Artificial Intelligence Is Being Used In The Pharmaceutical Industry
How pharmaceutical companies are utilizing artificial intelligence to upgrade performance management and proactive maintenance to avoid batch loss while lowering repair and maintenance costs.
Multivariate analytics, a type of artificial intelligence-enabled analysis, can assist in identifying and troubleshooting process and quality issues, increasing yields and reducing off-spec products.
Learn how artificial intelligence-driven software software-assisted company in eliminating the need to replace a robotic seal in its filament mill every eight combinations to prevent batch loss.
Learn how another pharmaceutical company was able to avoid unplanned downtime by receiving more than a month’s notice of an impending failure in its purified water system equipment.
Most users of advanced manufacturing automation technologies will not come into direct contact with artificial intelligence. Instead, it is used within different systems to process information at a scale, speed, level of detail, and precision that humans cannot match.

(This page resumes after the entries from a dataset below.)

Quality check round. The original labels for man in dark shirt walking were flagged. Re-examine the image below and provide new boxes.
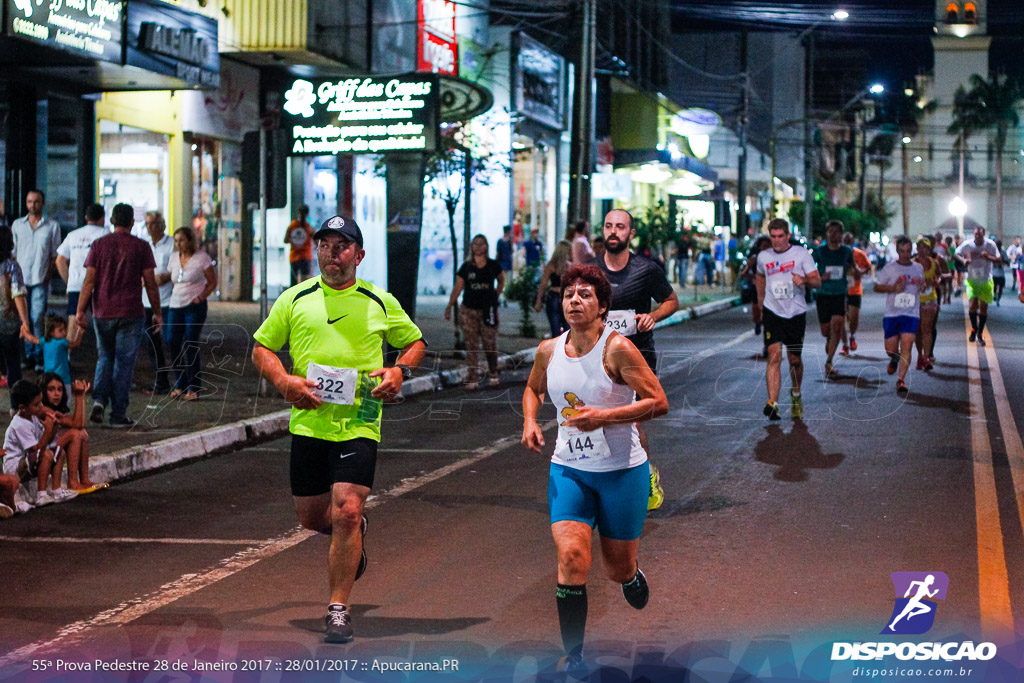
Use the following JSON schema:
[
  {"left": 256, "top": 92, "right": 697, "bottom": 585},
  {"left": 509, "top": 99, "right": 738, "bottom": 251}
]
[
  {"left": 593, "top": 209, "right": 679, "bottom": 510},
  {"left": 75, "top": 204, "right": 163, "bottom": 428}
]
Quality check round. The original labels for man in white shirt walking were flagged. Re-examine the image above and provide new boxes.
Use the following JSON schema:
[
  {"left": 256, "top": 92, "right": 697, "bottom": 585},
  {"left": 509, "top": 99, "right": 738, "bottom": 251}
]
[
  {"left": 10, "top": 189, "right": 60, "bottom": 373},
  {"left": 142, "top": 211, "right": 174, "bottom": 396},
  {"left": 56, "top": 204, "right": 110, "bottom": 348}
]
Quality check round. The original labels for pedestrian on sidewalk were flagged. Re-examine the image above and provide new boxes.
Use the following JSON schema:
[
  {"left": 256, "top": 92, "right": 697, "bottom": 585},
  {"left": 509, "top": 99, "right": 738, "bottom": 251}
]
[
  {"left": 56, "top": 204, "right": 111, "bottom": 339},
  {"left": 285, "top": 204, "right": 313, "bottom": 287},
  {"left": 0, "top": 226, "right": 39, "bottom": 410},
  {"left": 252, "top": 216, "right": 428, "bottom": 643},
  {"left": 142, "top": 211, "right": 174, "bottom": 396},
  {"left": 164, "top": 227, "right": 217, "bottom": 400},
  {"left": 444, "top": 234, "right": 505, "bottom": 391},
  {"left": 559, "top": 218, "right": 596, "bottom": 264},
  {"left": 10, "top": 189, "right": 60, "bottom": 373},
  {"left": 77, "top": 204, "right": 164, "bottom": 428},
  {"left": 534, "top": 240, "right": 573, "bottom": 339}
]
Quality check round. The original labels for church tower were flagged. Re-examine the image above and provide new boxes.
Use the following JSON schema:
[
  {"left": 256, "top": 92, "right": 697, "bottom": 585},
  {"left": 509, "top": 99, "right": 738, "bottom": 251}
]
[{"left": 886, "top": 0, "right": 1024, "bottom": 241}]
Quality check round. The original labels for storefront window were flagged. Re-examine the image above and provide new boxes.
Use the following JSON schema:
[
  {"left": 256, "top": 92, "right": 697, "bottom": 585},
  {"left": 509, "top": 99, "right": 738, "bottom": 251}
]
[{"left": 99, "top": 120, "right": 170, "bottom": 232}]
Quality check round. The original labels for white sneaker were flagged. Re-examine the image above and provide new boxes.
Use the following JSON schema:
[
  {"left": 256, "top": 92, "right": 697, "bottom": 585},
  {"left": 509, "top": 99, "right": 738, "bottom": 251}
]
[{"left": 51, "top": 488, "right": 78, "bottom": 503}]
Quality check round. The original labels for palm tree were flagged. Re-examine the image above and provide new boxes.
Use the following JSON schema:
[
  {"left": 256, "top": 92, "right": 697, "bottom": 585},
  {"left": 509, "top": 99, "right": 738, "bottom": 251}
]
[{"left": 949, "top": 74, "right": 1024, "bottom": 240}]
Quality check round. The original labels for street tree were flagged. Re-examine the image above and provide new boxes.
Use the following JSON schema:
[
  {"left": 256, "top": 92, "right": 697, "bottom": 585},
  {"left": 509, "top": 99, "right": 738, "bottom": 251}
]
[{"left": 949, "top": 74, "right": 1024, "bottom": 240}]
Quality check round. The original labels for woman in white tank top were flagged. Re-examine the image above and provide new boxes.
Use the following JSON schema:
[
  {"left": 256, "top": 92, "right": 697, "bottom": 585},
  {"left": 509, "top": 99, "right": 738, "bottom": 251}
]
[{"left": 522, "top": 265, "right": 669, "bottom": 671}]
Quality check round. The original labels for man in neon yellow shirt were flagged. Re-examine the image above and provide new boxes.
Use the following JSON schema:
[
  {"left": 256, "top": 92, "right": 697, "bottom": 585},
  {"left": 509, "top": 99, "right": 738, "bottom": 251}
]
[{"left": 253, "top": 216, "right": 426, "bottom": 643}]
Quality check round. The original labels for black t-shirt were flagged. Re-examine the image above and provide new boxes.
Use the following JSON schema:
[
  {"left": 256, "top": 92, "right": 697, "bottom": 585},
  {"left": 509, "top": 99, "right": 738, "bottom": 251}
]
[
  {"left": 591, "top": 253, "right": 674, "bottom": 349},
  {"left": 456, "top": 258, "right": 502, "bottom": 310}
]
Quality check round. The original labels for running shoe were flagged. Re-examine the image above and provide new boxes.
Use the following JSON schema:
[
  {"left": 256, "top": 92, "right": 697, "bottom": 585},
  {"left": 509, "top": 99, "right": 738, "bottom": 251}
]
[
  {"left": 647, "top": 460, "right": 665, "bottom": 511},
  {"left": 790, "top": 390, "right": 804, "bottom": 420},
  {"left": 623, "top": 566, "right": 650, "bottom": 609},
  {"left": 324, "top": 602, "right": 354, "bottom": 643},
  {"left": 354, "top": 515, "right": 370, "bottom": 581},
  {"left": 50, "top": 488, "right": 78, "bottom": 503},
  {"left": 555, "top": 654, "right": 587, "bottom": 677}
]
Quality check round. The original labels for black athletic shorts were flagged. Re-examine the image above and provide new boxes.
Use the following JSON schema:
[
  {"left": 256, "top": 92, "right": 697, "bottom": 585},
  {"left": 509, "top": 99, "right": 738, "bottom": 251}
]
[
  {"left": 291, "top": 434, "right": 377, "bottom": 496},
  {"left": 762, "top": 307, "right": 807, "bottom": 355},
  {"left": 814, "top": 294, "right": 846, "bottom": 325}
]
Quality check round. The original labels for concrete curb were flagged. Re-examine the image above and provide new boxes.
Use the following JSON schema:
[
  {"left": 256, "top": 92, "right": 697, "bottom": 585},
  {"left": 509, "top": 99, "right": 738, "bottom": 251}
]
[{"left": 89, "top": 297, "right": 739, "bottom": 483}]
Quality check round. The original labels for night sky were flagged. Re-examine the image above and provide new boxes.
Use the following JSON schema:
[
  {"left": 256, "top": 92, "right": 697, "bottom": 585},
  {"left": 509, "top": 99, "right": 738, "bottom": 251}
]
[{"left": 673, "top": 0, "right": 1024, "bottom": 108}]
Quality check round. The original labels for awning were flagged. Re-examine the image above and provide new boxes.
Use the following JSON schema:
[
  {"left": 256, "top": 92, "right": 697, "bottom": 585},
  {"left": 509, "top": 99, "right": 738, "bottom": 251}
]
[{"left": 614, "top": 150, "right": 718, "bottom": 182}]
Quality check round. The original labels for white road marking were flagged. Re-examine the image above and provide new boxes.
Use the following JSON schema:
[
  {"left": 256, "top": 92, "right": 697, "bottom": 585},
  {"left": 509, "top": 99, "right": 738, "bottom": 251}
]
[
  {"left": 0, "top": 420, "right": 556, "bottom": 678},
  {"left": 0, "top": 536, "right": 265, "bottom": 546},
  {"left": 964, "top": 298, "right": 1014, "bottom": 639}
]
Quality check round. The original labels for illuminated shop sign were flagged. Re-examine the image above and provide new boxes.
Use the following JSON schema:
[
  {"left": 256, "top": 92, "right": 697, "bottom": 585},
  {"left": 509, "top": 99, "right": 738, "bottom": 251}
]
[
  {"left": 125, "top": 0, "right": 220, "bottom": 88},
  {"left": 512, "top": 33, "right": 565, "bottom": 130},
  {"left": 283, "top": 74, "right": 438, "bottom": 155},
  {"left": 4, "top": 0, "right": 125, "bottom": 62},
  {"left": 416, "top": 0, "right": 459, "bottom": 76}
]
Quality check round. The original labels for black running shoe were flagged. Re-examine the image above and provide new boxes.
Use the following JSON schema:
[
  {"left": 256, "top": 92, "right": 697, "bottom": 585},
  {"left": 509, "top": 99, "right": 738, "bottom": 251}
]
[
  {"left": 623, "top": 567, "right": 650, "bottom": 609},
  {"left": 355, "top": 515, "right": 370, "bottom": 581},
  {"left": 324, "top": 604, "right": 354, "bottom": 643}
]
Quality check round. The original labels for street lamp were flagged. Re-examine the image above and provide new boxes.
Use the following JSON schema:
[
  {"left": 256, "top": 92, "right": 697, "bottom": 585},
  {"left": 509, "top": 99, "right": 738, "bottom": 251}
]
[
  {"left": 802, "top": 9, "right": 850, "bottom": 236},
  {"left": 949, "top": 195, "right": 967, "bottom": 239}
]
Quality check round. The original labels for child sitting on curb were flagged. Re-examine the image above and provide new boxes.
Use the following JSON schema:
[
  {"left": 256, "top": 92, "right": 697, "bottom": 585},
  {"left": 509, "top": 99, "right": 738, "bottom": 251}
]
[
  {"left": 3, "top": 380, "right": 78, "bottom": 507},
  {"left": 39, "top": 373, "right": 99, "bottom": 494}
]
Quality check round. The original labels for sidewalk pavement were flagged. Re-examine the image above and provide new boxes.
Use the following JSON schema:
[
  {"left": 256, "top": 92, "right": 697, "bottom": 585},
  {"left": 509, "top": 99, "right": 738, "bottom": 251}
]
[{"left": 12, "top": 286, "right": 739, "bottom": 493}]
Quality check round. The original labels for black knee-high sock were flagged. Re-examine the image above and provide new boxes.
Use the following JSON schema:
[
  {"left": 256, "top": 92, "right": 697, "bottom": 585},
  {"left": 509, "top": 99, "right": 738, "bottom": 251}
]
[{"left": 555, "top": 584, "right": 587, "bottom": 656}]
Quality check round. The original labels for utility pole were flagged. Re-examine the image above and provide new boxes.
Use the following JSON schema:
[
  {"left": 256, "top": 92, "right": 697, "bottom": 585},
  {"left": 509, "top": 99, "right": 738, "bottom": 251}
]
[
  {"left": 804, "top": 31, "right": 814, "bottom": 238},
  {"left": 736, "top": 29, "right": 753, "bottom": 236},
  {"left": 568, "top": 0, "right": 597, "bottom": 221}
]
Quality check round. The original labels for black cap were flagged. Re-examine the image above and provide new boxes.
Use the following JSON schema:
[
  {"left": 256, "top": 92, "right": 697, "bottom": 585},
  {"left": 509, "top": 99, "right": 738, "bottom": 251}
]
[{"left": 313, "top": 216, "right": 362, "bottom": 248}]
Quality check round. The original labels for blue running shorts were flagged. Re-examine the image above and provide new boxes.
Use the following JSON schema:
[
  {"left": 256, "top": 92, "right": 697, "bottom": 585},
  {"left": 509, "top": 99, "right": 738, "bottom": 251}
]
[
  {"left": 882, "top": 315, "right": 921, "bottom": 339},
  {"left": 548, "top": 461, "right": 650, "bottom": 541}
]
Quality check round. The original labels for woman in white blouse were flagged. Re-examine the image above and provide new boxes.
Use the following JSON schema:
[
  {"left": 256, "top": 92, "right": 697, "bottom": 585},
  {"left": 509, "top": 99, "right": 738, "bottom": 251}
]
[{"left": 164, "top": 227, "right": 217, "bottom": 400}]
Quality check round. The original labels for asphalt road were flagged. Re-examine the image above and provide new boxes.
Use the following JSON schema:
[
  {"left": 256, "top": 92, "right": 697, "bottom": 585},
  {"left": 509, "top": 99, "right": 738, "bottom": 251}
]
[{"left": 0, "top": 293, "right": 1024, "bottom": 681}]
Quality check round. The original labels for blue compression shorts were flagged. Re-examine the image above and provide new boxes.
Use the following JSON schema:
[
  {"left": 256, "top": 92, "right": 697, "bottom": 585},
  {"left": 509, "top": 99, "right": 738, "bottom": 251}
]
[{"left": 548, "top": 461, "right": 650, "bottom": 541}]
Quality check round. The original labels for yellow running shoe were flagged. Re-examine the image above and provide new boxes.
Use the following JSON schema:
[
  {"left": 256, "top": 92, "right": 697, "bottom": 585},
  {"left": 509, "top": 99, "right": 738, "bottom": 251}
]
[{"left": 647, "top": 460, "right": 665, "bottom": 510}]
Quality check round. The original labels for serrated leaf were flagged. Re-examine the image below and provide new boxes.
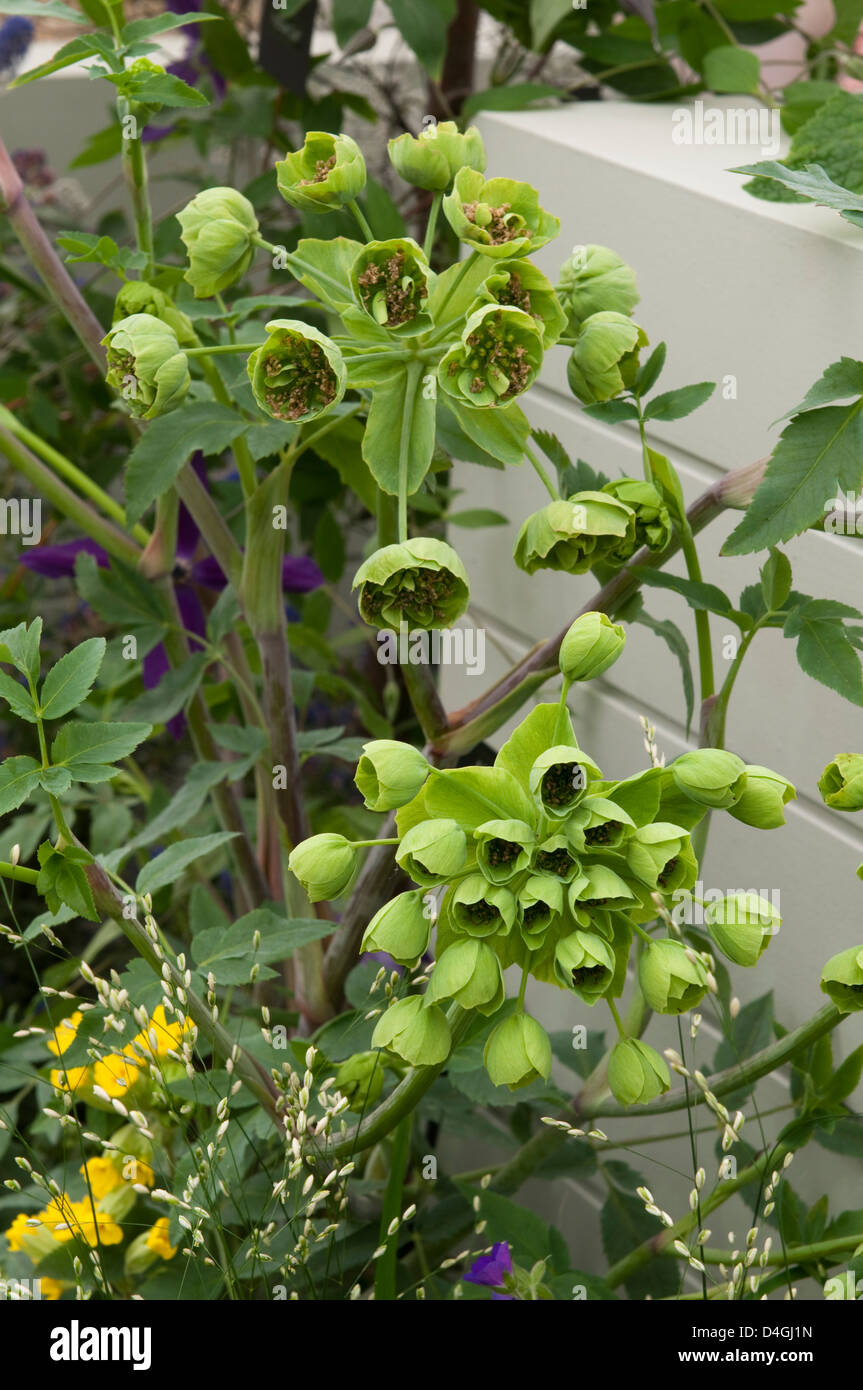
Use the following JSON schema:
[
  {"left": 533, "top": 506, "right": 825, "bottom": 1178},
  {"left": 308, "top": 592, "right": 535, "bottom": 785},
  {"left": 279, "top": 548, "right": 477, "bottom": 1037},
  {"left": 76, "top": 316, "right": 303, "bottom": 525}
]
[
  {"left": 125, "top": 400, "right": 246, "bottom": 523},
  {"left": 39, "top": 637, "right": 107, "bottom": 719},
  {"left": 135, "top": 830, "right": 236, "bottom": 894},
  {"left": 721, "top": 399, "right": 863, "bottom": 555}
]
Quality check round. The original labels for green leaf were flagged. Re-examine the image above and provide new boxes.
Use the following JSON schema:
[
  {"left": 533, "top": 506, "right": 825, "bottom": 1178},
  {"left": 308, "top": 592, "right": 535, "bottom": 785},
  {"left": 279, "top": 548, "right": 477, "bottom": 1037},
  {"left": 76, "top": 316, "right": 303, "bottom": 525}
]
[
  {"left": 705, "top": 44, "right": 762, "bottom": 92},
  {"left": 39, "top": 637, "right": 107, "bottom": 719},
  {"left": 51, "top": 720, "right": 153, "bottom": 781},
  {"left": 389, "top": 0, "right": 456, "bottom": 81},
  {"left": 762, "top": 549, "right": 791, "bottom": 613},
  {"left": 461, "top": 81, "right": 561, "bottom": 121},
  {"left": 645, "top": 381, "right": 716, "bottom": 420},
  {"left": 135, "top": 830, "right": 236, "bottom": 894},
  {"left": 126, "top": 400, "right": 246, "bottom": 523},
  {"left": 449, "top": 400, "right": 531, "bottom": 464},
  {"left": 363, "top": 363, "right": 435, "bottom": 496},
  {"left": 0, "top": 758, "right": 42, "bottom": 816},
  {"left": 784, "top": 600, "right": 863, "bottom": 705},
  {"left": 721, "top": 399, "right": 863, "bottom": 555}
]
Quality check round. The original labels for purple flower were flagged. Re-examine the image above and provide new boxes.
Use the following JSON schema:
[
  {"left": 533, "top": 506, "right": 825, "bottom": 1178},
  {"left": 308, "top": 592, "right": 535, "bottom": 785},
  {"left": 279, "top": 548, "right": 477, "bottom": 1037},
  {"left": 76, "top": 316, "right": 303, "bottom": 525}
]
[{"left": 464, "top": 1240, "right": 514, "bottom": 1301}]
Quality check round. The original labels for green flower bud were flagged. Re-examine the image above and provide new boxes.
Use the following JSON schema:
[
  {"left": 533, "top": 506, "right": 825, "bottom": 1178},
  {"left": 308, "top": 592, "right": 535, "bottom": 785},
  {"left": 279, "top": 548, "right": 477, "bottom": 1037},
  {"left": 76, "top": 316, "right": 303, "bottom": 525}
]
[
  {"left": 447, "top": 873, "right": 518, "bottom": 937},
  {"left": 474, "top": 820, "right": 534, "bottom": 883},
  {"left": 705, "top": 892, "right": 782, "bottom": 965},
  {"left": 554, "top": 931, "right": 614, "bottom": 1004},
  {"left": 479, "top": 260, "right": 566, "bottom": 350},
  {"left": 557, "top": 613, "right": 627, "bottom": 681},
  {"left": 391, "top": 820, "right": 467, "bottom": 884},
  {"left": 531, "top": 831, "right": 581, "bottom": 883},
  {"left": 354, "top": 738, "right": 429, "bottom": 810},
  {"left": 570, "top": 863, "right": 635, "bottom": 913},
  {"left": 821, "top": 947, "right": 863, "bottom": 1013},
  {"left": 443, "top": 168, "right": 560, "bottom": 259},
  {"left": 567, "top": 310, "right": 648, "bottom": 406},
  {"left": 817, "top": 753, "right": 863, "bottom": 810},
  {"left": 438, "top": 304, "right": 542, "bottom": 407},
  {"left": 111, "top": 279, "right": 197, "bottom": 348},
  {"left": 350, "top": 236, "right": 434, "bottom": 336},
  {"left": 513, "top": 492, "right": 635, "bottom": 574},
  {"left": 602, "top": 478, "right": 674, "bottom": 564},
  {"left": 728, "top": 759, "right": 794, "bottom": 830},
  {"left": 336, "top": 1052, "right": 384, "bottom": 1115},
  {"left": 101, "top": 314, "right": 192, "bottom": 420},
  {"left": 361, "top": 888, "right": 432, "bottom": 965},
  {"left": 567, "top": 796, "right": 635, "bottom": 852},
  {"left": 352, "top": 537, "right": 470, "bottom": 628},
  {"left": 671, "top": 748, "right": 746, "bottom": 810},
  {"left": 638, "top": 938, "right": 707, "bottom": 1013},
  {"left": 386, "top": 121, "right": 485, "bottom": 193},
  {"left": 371, "top": 994, "right": 453, "bottom": 1066},
  {"left": 246, "top": 318, "right": 347, "bottom": 424},
  {"left": 288, "top": 833, "right": 359, "bottom": 902},
  {"left": 176, "top": 188, "right": 258, "bottom": 299},
  {"left": 425, "top": 937, "right": 506, "bottom": 1015},
  {"left": 529, "top": 744, "right": 602, "bottom": 820},
  {"left": 624, "top": 820, "right": 698, "bottom": 892},
  {"left": 482, "top": 1013, "right": 552, "bottom": 1091},
  {"left": 275, "top": 131, "right": 365, "bottom": 213},
  {"left": 557, "top": 246, "right": 641, "bottom": 336},
  {"left": 518, "top": 873, "right": 563, "bottom": 951},
  {"left": 609, "top": 1038, "right": 671, "bottom": 1105}
]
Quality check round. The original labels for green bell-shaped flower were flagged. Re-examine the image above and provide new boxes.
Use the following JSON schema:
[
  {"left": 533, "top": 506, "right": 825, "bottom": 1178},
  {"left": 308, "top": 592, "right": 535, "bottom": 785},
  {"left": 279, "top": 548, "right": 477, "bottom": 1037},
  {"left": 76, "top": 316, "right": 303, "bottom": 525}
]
[
  {"left": 624, "top": 820, "right": 698, "bottom": 892},
  {"left": 352, "top": 537, "right": 470, "bottom": 631},
  {"left": 529, "top": 744, "right": 602, "bottom": 820},
  {"left": 443, "top": 168, "right": 560, "bottom": 257},
  {"left": 817, "top": 753, "right": 863, "bottom": 810},
  {"left": 176, "top": 188, "right": 258, "bottom": 299},
  {"left": 474, "top": 820, "right": 534, "bottom": 883},
  {"left": 350, "top": 236, "right": 434, "bottom": 336},
  {"left": 371, "top": 994, "right": 453, "bottom": 1066},
  {"left": 557, "top": 613, "right": 627, "bottom": 681},
  {"left": 391, "top": 820, "right": 467, "bottom": 884},
  {"left": 361, "top": 888, "right": 432, "bottom": 965},
  {"left": 386, "top": 121, "right": 485, "bottom": 193},
  {"left": 111, "top": 279, "right": 197, "bottom": 348},
  {"left": 728, "top": 759, "right": 794, "bottom": 830},
  {"left": 438, "top": 304, "right": 542, "bottom": 409},
  {"left": 425, "top": 937, "right": 506, "bottom": 1016},
  {"left": 513, "top": 492, "right": 635, "bottom": 574},
  {"left": 275, "top": 131, "right": 365, "bottom": 213},
  {"left": 602, "top": 478, "right": 674, "bottom": 564},
  {"left": 482, "top": 1013, "right": 552, "bottom": 1091},
  {"left": 354, "top": 738, "right": 429, "bottom": 810},
  {"left": 518, "top": 873, "right": 563, "bottom": 951},
  {"left": 705, "top": 892, "right": 782, "bottom": 965},
  {"left": 246, "top": 318, "right": 347, "bottom": 424},
  {"left": 567, "top": 310, "right": 648, "bottom": 406},
  {"left": 101, "top": 314, "right": 192, "bottom": 420},
  {"left": 446, "top": 873, "right": 518, "bottom": 937},
  {"left": 335, "top": 1052, "right": 384, "bottom": 1115},
  {"left": 671, "top": 748, "right": 746, "bottom": 810},
  {"left": 609, "top": 1038, "right": 671, "bottom": 1105},
  {"left": 554, "top": 931, "right": 614, "bottom": 1004},
  {"left": 288, "top": 831, "right": 359, "bottom": 902},
  {"left": 821, "top": 947, "right": 863, "bottom": 1013},
  {"left": 557, "top": 245, "right": 641, "bottom": 336},
  {"left": 479, "top": 260, "right": 566, "bottom": 352},
  {"left": 638, "top": 938, "right": 707, "bottom": 1013}
]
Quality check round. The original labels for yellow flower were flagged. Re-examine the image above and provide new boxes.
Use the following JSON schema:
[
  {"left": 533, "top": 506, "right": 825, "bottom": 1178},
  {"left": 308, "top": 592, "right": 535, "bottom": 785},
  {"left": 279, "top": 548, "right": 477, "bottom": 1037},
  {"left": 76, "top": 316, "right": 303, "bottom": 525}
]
[
  {"left": 79, "top": 1158, "right": 122, "bottom": 1201},
  {"left": 146, "top": 1216, "right": 176, "bottom": 1259},
  {"left": 93, "top": 1052, "right": 140, "bottom": 1097},
  {"left": 47, "top": 1009, "right": 83, "bottom": 1056}
]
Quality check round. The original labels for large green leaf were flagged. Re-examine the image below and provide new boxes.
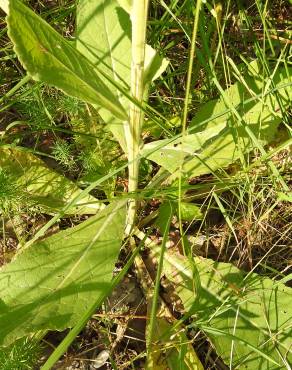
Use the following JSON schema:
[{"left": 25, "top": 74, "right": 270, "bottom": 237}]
[
  {"left": 146, "top": 308, "right": 204, "bottom": 370},
  {"left": 0, "top": 202, "right": 126, "bottom": 345},
  {"left": 76, "top": 0, "right": 167, "bottom": 152},
  {"left": 157, "top": 252, "right": 292, "bottom": 370},
  {"left": 0, "top": 148, "right": 100, "bottom": 214},
  {"left": 143, "top": 69, "right": 292, "bottom": 178},
  {"left": 7, "top": 0, "right": 127, "bottom": 120}
]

As a result, the use of artificial intelligence is beginning to have a massive effect on robotic technology used throughout the industry, most notably machine vision and analytics. And some of the most significant applications of AI are taking place in drug companies.
And, given that single batch values for some drugs can exceed three million dollars, it’s not surprising that the pharmaceutical industry is looking to optimize production with artificial intelligence.
Pharmaceutical companies are focusing on two areas of artificial intelligence applications: asset performance management and analytic tools to create manufacturing efficiencies… and planned maintenance systems to analyze failure trends and provide anomaly alerts and early warnings of incipient equipment failures
According to Richard Porter, worldwide director of pharmaceuticals at AspenTech, a provider of industrial software technologies, opportunities to reduce production costs exist throughout the product lifecycle. And information systems can uncover these opportunities, allowing businesses to make informed decisions to save money. These techniques provide pharmaceutical companies with a competitive advantage, whether they are used to identify process deterioration and its impact on quality…or to predict final product quality to decrease lab testing lag times.
Porter also mentioned that multivariable logistic analytics software can be applied to data sources in pharmacological manufacturing facilities, rather than just batches in process, to analyze and continuously monitor how differences in material characteristics, variations in processes, and process anomalies such as sensor drift and changes in environmental conditions affect the final product.
According to him, these tools can assist in identifying and troubleshooting process and quality issues, increasing yields and reducing off-spec goods.
Primary hardware such as air and rotational condensers, boilers, pumps, and water purification systems are effectively protected by ai – powered proactive maintenance systems in the pharma industry. Autoclaves, bead mills, filtration, chillers, and conveyors are types of secondary production and packaging hardware that can benefit from artificial intelligence.